無論、会話が無いから──かなり気まずい。
気まずいこと山の如しだ。
いや、これは何も別に、山に登る入り口の前に居るから思いついた駄洒落では無い。
そう──断じて!
それにしても遅いな。
灰玄の奴──いつになったら来るんだよ。
まさか、あいつ道にでも迷っているのだろうか。
それか──もしかして、遅れるとか自分で言っておいて……来るの忘れているんじゃ──
「ごっめーん! 店で暴れてる連中がいたから、ちょっとお仕置きしてたら遅れちゃった」
僕の背後から、まるで今から旅行にでも行くかのような、飛び跳ねて浮かれた口調の声が聞こえた。
その声の主は──灰玄だ。
つーかマジで来るの遅いっての!
でも、その前に──
「お仕置きってまさか……暴れた人の命を、奪ったのか?」
「そんなことする訳無いでしょ。ちょっとビンタして、説教してただけよ」
ビンタって……、こいつの力ならビンタ一発で、軽く数十メートルは吹っ飛ぶだろう。
つまりそれは、説教じゃなくて折檻だぞ、灰玄。
「ん? 誰よこの小娘は。鏡佑の知り合い?」
「いや違うよ。さっき始めて出会ったばかりだけど」
僕が答えると、灰玄は「ふうん」と言って、心絵に近づきジロジロと品定めでもするように、心絵を見ている。
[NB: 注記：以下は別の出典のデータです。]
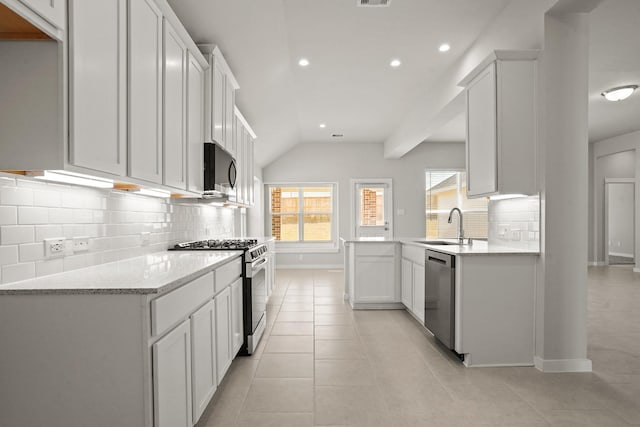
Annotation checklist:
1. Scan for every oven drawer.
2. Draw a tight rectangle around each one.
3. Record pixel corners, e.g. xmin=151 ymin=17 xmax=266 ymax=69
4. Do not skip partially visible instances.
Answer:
xmin=215 ymin=258 xmax=242 ymax=294
xmin=151 ymin=272 xmax=213 ymax=336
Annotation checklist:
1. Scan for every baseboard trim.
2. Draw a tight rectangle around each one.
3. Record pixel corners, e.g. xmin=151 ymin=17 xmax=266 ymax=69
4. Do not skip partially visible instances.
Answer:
xmin=276 ymin=263 xmax=344 ymax=270
xmin=533 ymin=356 xmax=592 ymax=372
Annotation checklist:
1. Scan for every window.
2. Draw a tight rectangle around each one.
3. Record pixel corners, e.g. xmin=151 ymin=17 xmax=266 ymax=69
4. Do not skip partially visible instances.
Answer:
xmin=267 ymin=183 xmax=338 ymax=252
xmin=425 ymin=171 xmax=489 ymax=239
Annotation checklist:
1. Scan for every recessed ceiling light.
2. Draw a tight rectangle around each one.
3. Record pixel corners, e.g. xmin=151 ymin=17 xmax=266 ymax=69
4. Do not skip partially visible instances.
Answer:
xmin=602 ymin=85 xmax=638 ymax=101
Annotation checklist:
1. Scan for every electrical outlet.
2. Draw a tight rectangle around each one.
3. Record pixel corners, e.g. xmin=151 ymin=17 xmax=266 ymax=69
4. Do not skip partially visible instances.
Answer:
xmin=73 ymin=237 xmax=89 ymax=252
xmin=44 ymin=237 xmax=64 ymax=258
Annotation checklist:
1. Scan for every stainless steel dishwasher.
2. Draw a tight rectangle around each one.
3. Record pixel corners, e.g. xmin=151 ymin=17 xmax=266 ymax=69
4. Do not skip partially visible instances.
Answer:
xmin=424 ymin=249 xmax=456 ymax=350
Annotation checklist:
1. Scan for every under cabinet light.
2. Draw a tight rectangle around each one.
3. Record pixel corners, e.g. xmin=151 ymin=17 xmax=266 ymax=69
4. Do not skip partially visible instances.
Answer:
xmin=601 ymin=85 xmax=638 ymax=101
xmin=26 ymin=170 xmax=113 ymax=188
xmin=489 ymin=194 xmax=527 ymax=200
xmin=135 ymin=188 xmax=171 ymax=198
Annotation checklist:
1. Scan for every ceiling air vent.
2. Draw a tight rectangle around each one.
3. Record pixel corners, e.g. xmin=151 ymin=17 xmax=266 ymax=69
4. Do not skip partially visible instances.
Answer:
xmin=356 ymin=0 xmax=391 ymax=7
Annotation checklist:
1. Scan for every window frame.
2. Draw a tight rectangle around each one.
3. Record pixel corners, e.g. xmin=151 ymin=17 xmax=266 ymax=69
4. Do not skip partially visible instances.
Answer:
xmin=264 ymin=182 xmax=340 ymax=253
xmin=423 ymin=168 xmax=489 ymax=240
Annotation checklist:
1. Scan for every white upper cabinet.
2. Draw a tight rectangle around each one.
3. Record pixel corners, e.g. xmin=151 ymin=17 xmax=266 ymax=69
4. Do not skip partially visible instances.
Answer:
xmin=21 ymin=0 xmax=65 ymax=29
xmin=198 ymin=44 xmax=239 ymax=157
xmin=163 ymin=20 xmax=187 ymax=190
xmin=460 ymin=51 xmax=537 ymax=197
xmin=69 ymin=0 xmax=127 ymax=176
xmin=187 ymin=52 xmax=204 ymax=192
xmin=129 ymin=0 xmax=162 ymax=184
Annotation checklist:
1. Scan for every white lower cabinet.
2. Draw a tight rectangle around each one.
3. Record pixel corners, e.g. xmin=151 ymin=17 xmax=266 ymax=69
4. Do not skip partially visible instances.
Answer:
xmin=402 ymin=245 xmax=425 ymax=322
xmin=191 ymin=300 xmax=218 ymax=423
xmin=348 ymin=242 xmax=402 ymax=309
xmin=153 ymin=319 xmax=193 ymax=427
xmin=213 ymin=288 xmax=233 ymax=384
xmin=231 ymin=278 xmax=244 ymax=356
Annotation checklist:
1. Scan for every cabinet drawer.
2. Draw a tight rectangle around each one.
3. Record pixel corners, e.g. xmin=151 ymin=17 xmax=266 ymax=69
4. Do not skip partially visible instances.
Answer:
xmin=356 ymin=243 xmax=396 ymax=256
xmin=215 ymin=258 xmax=242 ymax=294
xmin=151 ymin=272 xmax=213 ymax=336
xmin=402 ymin=245 xmax=425 ymax=265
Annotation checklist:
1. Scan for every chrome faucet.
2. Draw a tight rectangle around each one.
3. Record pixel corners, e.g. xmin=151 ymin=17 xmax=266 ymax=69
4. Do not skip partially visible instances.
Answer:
xmin=447 ymin=208 xmax=464 ymax=245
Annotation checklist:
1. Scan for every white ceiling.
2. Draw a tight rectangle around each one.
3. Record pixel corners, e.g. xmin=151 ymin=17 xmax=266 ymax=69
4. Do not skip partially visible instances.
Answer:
xmin=168 ymin=0 xmax=640 ymax=165
xmin=169 ymin=0 xmax=509 ymax=165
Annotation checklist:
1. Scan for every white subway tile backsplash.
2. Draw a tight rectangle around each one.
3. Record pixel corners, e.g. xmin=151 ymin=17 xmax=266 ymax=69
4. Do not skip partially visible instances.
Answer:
xmin=36 ymin=258 xmax=64 ymax=277
xmin=0 ymin=246 xmax=18 ymax=265
xmin=0 ymin=187 xmax=33 ymax=206
xmin=18 ymin=206 xmax=49 ymax=224
xmin=488 ymin=196 xmax=540 ymax=250
xmin=0 ymin=206 xmax=18 ymax=225
xmin=20 ymin=243 xmax=44 ymax=262
xmin=0 ymin=225 xmax=35 ymax=245
xmin=2 ymin=262 xmax=36 ymax=283
xmin=33 ymin=189 xmax=62 ymax=208
xmin=0 ymin=176 xmax=235 ymax=283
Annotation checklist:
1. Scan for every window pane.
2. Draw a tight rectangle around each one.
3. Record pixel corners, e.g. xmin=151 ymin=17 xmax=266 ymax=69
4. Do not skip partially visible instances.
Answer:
xmin=304 ymin=215 xmax=331 ymax=241
xmin=271 ymin=187 xmax=300 ymax=213
xmin=360 ymin=187 xmax=384 ymax=226
xmin=302 ymin=187 xmax=332 ymax=214
xmin=425 ymin=171 xmax=488 ymax=239
xmin=271 ymin=214 xmax=300 ymax=242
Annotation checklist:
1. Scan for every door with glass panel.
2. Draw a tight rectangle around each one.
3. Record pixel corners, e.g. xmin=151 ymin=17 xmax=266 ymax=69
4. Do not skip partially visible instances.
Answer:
xmin=352 ymin=179 xmax=393 ymax=239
と言うか──この場合は観察と言った方がいいのだろうか。
しかし灰玄の奴、全身を舐め回すように心絵を見ているが──まさか!?
お前はそっちの趣味が──いやいや、それはいくら何でも考え過ぎか。
僕が妄想──じゃなくて、深読みしていたら灰玄が心絵から離れて、僕の方にやって来た。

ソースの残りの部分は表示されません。